Raw Material Quality and Stability: There is a gap in the quality and stability of domestic raw materials used for producing ultra-high-power graphite electrodes compared to foreign counterparts. Foreign raw materials offer stable sources and reliable quality, whereas domestic raw materials struggle to meet the demands of high-end products.

Process Control Challenges:

  • Incorrect Temperature Measurement Points: This affects temperature control during production, thereby impacting product quality.
  • Filling Material Issues: Using wet materials as fillers or having filler particle sizes that are too fine or coarse affects the density and strength of the products.
  • Binder Problems: Many manufacturers have insufficient understanding of binders, focusing only on the softening point without checking other indicators. Additionally, during production, the binder is only melted without a settling process, leading to a large number of defective products during molding and baking.

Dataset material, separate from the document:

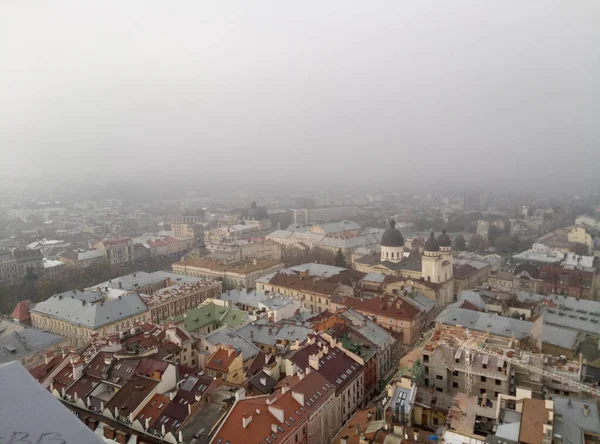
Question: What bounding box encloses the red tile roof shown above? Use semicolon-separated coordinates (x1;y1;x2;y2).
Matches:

  • Blending Issues: Significant variations in particle materials make it difficult to ensure the stability of the paste. Excessive blending amounts, overly fine powder, improper use of dust collection powder, and unreasonable particle size formulations affect the uniformity and performance of the products.
  • Mixing Problems: Issues such as mixing with wet materials, unreasonable heat conduction oil piping systems and mixing temperatures, excessively long dry mixing times, improper spacing between the stirring blade and the pot bottom, overly large raw fragment sizes, and excessive addition of binders affect the uniformity and quality of the mixed materials.
  • Extrusion Molding Problems: Using small presses to extrude large-sized products, the absence of vacuum extraction, lack of synchronized shearing, and failure to replace worn linings in a timely manner lead to dimensional deviations and internal defects in the products.
  • Impregnation Problems: Inadequate cleaning of baked products, uneven preheating temperatures, and poor vacuum extraction affect the density and performance of the products.
  • Graphitization Problems: Issues such as excessive furnace loading, mismatched transformer parameters with furnace size, and unreasonable pre-tightening pressures during internal string graphitization affect the graphitization degree and performance of the products.
  • Finished Product Machining Problems: Issues like poor rigidity of lathes and mismatches between graphite electrode bodies and connectors result in insufficient machining precision, making the products prone to breakage during use.